Richard Veryard may have had this in mind when he became one of the first industry experts to propose the "SOA 2.0" label for the next generation of the architecture. He says its original meaning is lost in current discussions around SOA 2.0.
"The term SOA 2.0 is now starting to be used (particularly by Gartner and Oracle) for a rather confusing technical reframing of SOA. Apparently SOA 2.0 now includes EDA. This surprises many well-informed commentators, who had always thought that SOA was event-driven anyway."
SOA 2.0 -- or whatever comes about next -- will make that definitive break with current-day architectures, one that moves SOA from the internal efficiency stages to actual business transformation, Veryard believes.
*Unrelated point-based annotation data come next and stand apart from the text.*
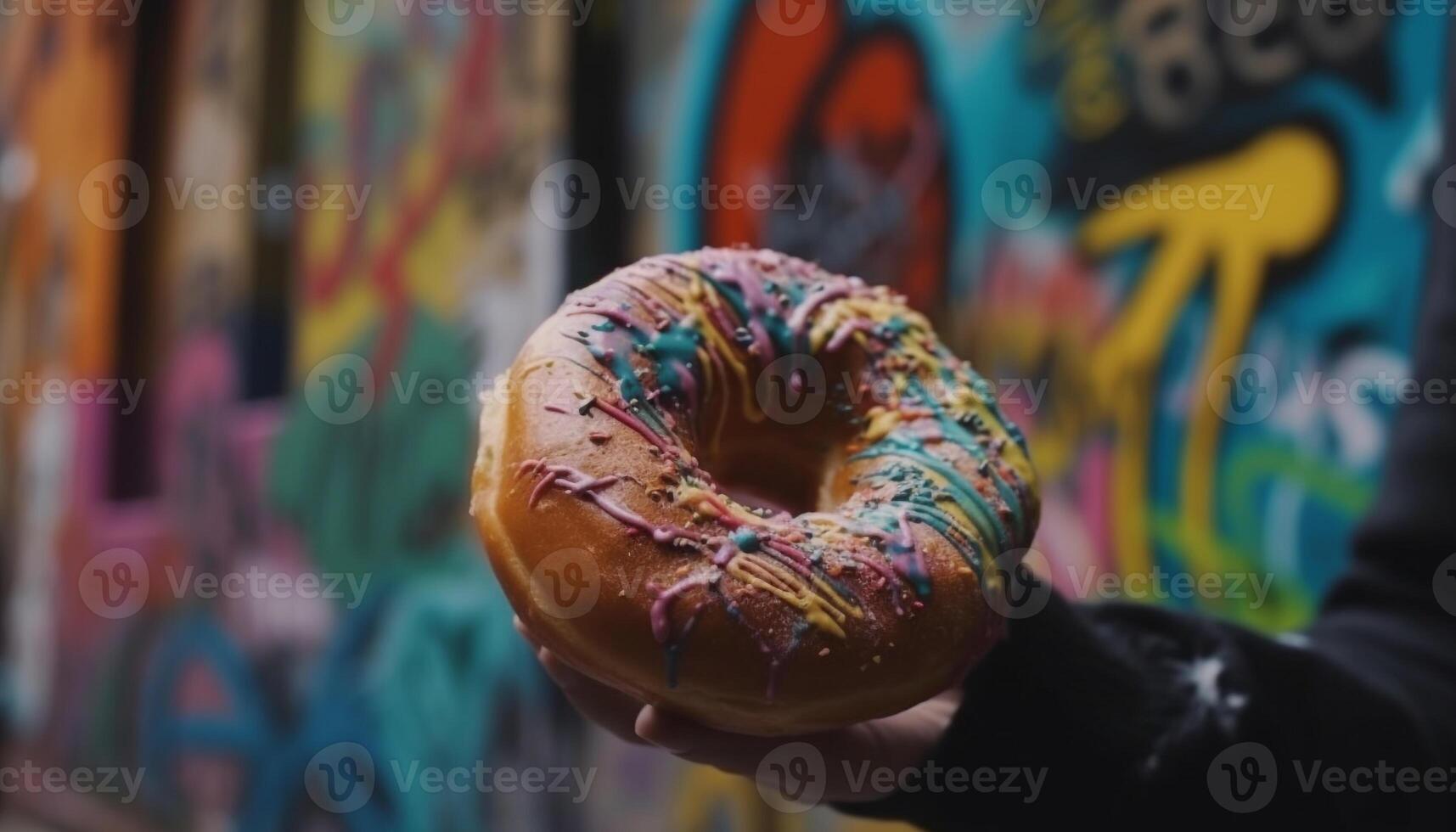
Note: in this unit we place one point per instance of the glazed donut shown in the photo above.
(740, 487)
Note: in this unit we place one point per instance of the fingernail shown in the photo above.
(657, 728)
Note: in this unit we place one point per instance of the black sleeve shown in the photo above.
(1142, 716)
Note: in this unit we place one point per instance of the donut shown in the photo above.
(759, 494)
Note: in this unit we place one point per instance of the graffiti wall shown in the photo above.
(124, 650)
(1020, 175)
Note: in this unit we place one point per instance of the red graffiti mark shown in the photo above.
(847, 111)
(469, 132)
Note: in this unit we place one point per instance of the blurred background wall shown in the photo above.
(940, 149)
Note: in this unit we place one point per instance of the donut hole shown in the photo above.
(786, 469)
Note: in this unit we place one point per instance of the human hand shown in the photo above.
(897, 742)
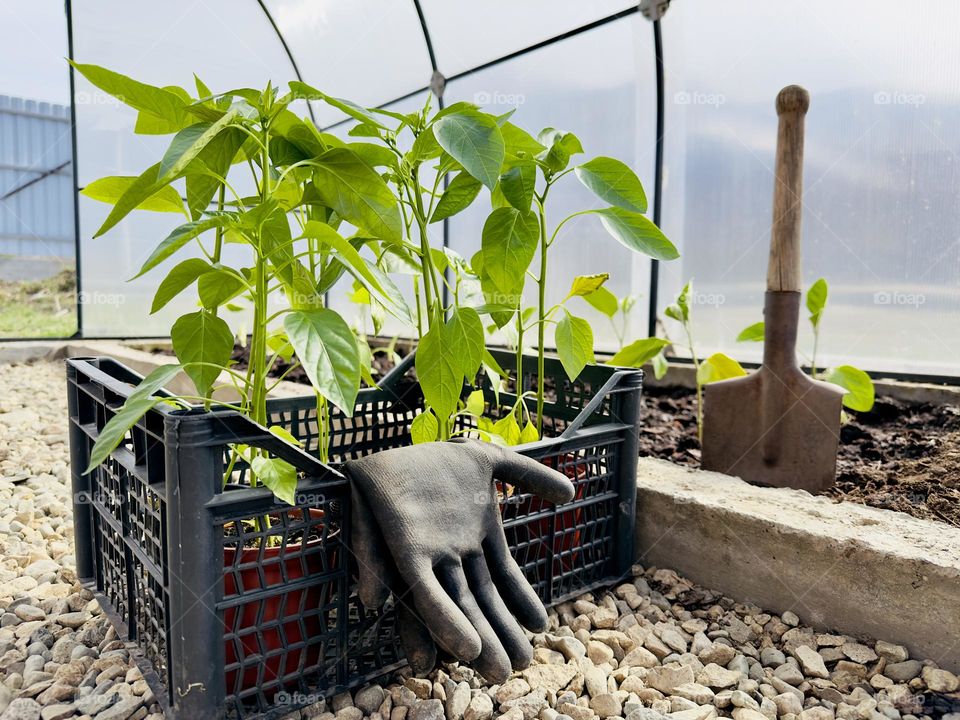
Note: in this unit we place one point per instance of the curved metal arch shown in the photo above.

As I noted last week on the blogsite, Gartner and Oracle say that the difference between SOA 1.0 and 2.0 is that 1.0 is based on client/server thinking, while 2.0 is based more on event-driven architecture. Gartner's Yefim Natis, for one, is quoted as describing today's SOA as dealing with "a client/server relationship between software modules," with services being subroutines serving clients — not suitable for every business. SOA 2.0 is an event-driven architecture in which software modules are related to business components, with alerts and event notifications. Examples of SOA 2.0 applications would include order processing systems, hospital admissions processes or bank transactions.
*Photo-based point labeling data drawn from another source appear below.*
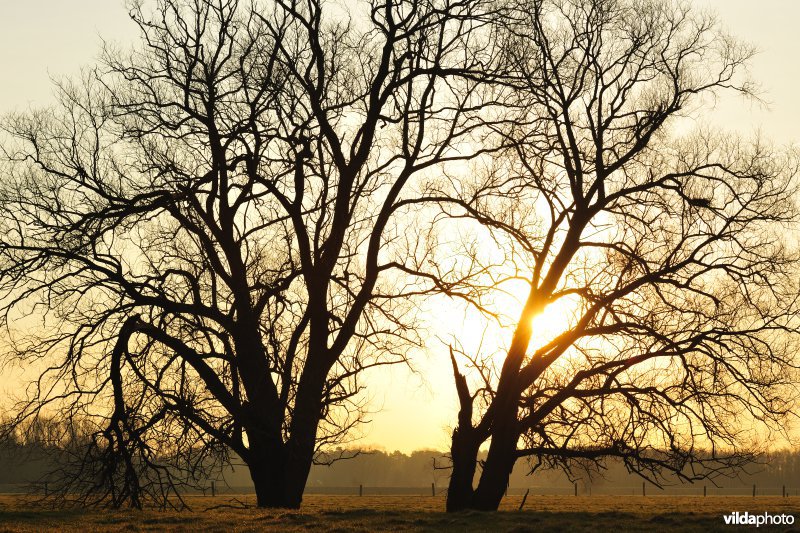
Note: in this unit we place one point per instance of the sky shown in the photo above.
(41, 40)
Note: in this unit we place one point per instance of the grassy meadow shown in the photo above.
(408, 513)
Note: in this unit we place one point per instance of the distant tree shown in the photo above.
(207, 225)
(672, 248)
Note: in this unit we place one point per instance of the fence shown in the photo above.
(215, 488)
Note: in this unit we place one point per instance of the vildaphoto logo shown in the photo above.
(748, 519)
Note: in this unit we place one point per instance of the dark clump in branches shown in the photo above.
(207, 226)
(665, 249)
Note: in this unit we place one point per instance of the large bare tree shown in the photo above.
(206, 227)
(669, 243)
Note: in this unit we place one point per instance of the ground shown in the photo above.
(412, 513)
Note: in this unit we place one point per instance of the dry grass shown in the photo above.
(410, 513)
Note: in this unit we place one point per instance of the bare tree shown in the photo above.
(207, 227)
(669, 246)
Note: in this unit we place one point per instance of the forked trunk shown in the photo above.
(498, 466)
(495, 473)
(464, 454)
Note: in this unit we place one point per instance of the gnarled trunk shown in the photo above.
(464, 454)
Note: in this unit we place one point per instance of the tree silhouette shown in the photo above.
(669, 246)
(207, 226)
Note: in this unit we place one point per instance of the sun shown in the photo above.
(558, 317)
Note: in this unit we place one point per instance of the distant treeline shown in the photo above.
(26, 462)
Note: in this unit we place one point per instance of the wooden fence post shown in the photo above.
(522, 504)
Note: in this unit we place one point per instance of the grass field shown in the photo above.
(412, 513)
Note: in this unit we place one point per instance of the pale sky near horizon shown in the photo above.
(40, 39)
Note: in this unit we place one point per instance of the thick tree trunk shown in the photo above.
(279, 478)
(497, 468)
(464, 454)
(269, 481)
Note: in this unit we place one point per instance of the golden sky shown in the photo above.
(40, 39)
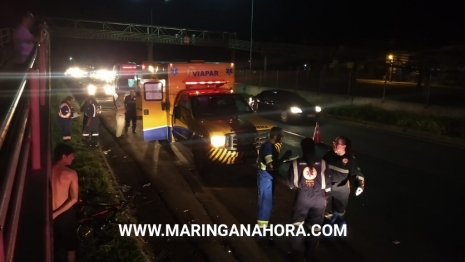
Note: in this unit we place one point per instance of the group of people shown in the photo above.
(91, 120)
(323, 185)
(126, 116)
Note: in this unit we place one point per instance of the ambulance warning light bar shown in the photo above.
(206, 82)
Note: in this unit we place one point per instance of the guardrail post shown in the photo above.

Veryard proposed the term SOA 2.0 last October, calling it a way to make the distinction between two manifestations of SOA -- either for internal IT benefits, or for improved business transformation and improved customer experience. (He may have even beaten O'Reilly to this one.)
Veryard's idea of SOA 2.0 breaks out of the box of IT suboptimization, and makes SOA 2.0 real to the business. The Gartner/Oracle vision also looks beyond the IT subop box, but doesn't break 1.0 and 2.0 apart quite as cleanly. You could argue that many SOA 1.0 implementations already are based on event-driven architecture, and are already well beyond anything resembling a "client/server" relationship.
Veryard makes a nice, definitive break between the SOA generations. His proposal is intriguing, as surveys I have conducted and analyzed over the years finds there tends to be two distinct camps around the benefits enterprises expect to see as a result of SOA. One is, through reuse of services and avoidance of more costly enterprise integration projects, the ability to streamline IT development and costs. The other is a higher-level transformative evolution, in which businesses will be able to assemble, disassemble, and reassemble processes to meet new opportunities.
In the case studies and examples I've seen so far, we're very much still sorting through the IT optimization phase of SOA. When large numbers of enterprises start deploying SOA to move the business itself forward, perhaps that will be a sign we're entering the next stage -- whatever it will be called.